Tempe Councilman Granville suggests system for evaluating graffiti response
By Harmony Huskinson The Republic | azcentral.com Fri Feb 15, 2013 10:41 AM
Councilman Colby Granville said that while the Tempe Police and Public Works departments do an excellent job of responding to reported graffiti, areas of the city with low responses remain an issue.
“It’s no help to the residents to say, ‘Had you called, we would have fixed it,’ ” Granville said at Tuesday’s council Neighborhoods and Education Committee meeting.
Therefore, he said, the city should develop a system in which the levels of graffiti are measured, and then an “acceptable level” of graffiti is determined.
Next, the City Council would approve a system in which city workers or volunteers would remove graffiti in problem areas and maintain this acceptable level across the city.
Granville and City Councilman Joel Navarro agreed that a specific question about graffiti should be added to the city’s customer-satisfaction surveys and more information should be gathered from self-reports.
But they will discuss Granville’s proposal with the rest of the council in a strategy session where members will discuss whether graffiti should be statistically sampled.

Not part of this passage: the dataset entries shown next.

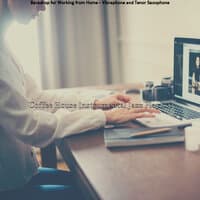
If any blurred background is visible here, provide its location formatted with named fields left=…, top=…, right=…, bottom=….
left=4, top=0, right=200, bottom=89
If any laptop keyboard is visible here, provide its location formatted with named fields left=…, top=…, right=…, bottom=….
left=152, top=103, right=200, bottom=120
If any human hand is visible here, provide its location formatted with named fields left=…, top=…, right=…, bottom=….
left=94, top=94, right=132, bottom=110
left=104, top=108, right=160, bottom=124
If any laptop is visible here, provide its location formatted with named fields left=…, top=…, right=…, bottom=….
left=137, top=38, right=200, bottom=127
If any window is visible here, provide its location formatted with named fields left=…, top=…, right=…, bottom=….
left=6, top=20, right=41, bottom=87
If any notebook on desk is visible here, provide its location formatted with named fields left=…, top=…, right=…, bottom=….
left=104, top=127, right=184, bottom=147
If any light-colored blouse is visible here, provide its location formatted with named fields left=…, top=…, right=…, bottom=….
left=0, top=39, right=106, bottom=191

Tempe Police Chief Tom Ryff said the city does proactively address graffiti because several departments work together to combat it. He added that these departments use tracking systems to compile graffiti data, which would be a problem in Granville’s proposed system.

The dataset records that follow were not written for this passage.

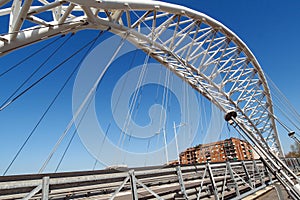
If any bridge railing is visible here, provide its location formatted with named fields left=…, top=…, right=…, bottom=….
left=0, top=158, right=300, bottom=200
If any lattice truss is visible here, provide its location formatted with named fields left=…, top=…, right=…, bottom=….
left=0, top=0, right=282, bottom=154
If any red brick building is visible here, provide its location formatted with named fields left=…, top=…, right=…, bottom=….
left=180, top=138, right=254, bottom=164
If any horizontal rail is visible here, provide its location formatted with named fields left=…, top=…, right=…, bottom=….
left=0, top=158, right=300, bottom=200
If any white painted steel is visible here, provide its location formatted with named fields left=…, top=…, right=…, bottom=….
left=0, top=0, right=283, bottom=155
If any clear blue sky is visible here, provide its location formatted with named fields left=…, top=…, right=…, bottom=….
left=0, top=0, right=300, bottom=174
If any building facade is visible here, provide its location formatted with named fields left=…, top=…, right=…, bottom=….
left=180, top=138, right=254, bottom=164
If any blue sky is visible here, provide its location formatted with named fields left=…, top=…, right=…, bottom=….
left=0, top=0, right=300, bottom=174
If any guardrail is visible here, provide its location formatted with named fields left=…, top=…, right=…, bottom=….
left=0, top=158, right=300, bottom=200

The city released a 311 app on Jan. 14 in which residents can report graffiti. It has been taking 311 phone calls for graffiti since January 2011. The 311 systems have increased graffiti responses and removal, said John Osgood, deputy director of Public Works.
In 2012, there were 1,140 reports of graffiti in Tempe, the majority in alleyways and public rights-of-way.

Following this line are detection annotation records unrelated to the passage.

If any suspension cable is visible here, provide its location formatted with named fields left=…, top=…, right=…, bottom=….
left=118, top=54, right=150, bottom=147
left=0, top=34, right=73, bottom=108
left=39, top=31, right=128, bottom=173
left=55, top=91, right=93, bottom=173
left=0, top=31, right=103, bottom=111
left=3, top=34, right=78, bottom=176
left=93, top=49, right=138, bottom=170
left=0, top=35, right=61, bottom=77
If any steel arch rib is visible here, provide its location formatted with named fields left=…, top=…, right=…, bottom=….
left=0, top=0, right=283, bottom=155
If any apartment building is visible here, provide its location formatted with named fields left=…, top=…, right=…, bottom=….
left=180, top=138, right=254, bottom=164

Councilman Joel Navarro said he does not see the need for graffiti removal as immediate, adding that graffiti calls have dropped dramatically.
“It’s a lot of resources going out there, to do what?” Navarro said.
Navarro said that before the council takes any more action against graffiti it should measure the success of the 311 app. Navarro added that if this proposed system was implemented, he is not sure who would patrol city areas for graffiti.
Granville said the council would discuss those details in a strategy session.
“I’m not even trying to get rid of (graffiti). I’m trying to decide what an acceptable amount is and how we get to the acceptable amount, because I don’t think we’re at the acceptable amount,” Granville said.
The committee also discussed its actions against loud ASU fraternity parties in residential neighborhoods and the emergency-response system in local schools.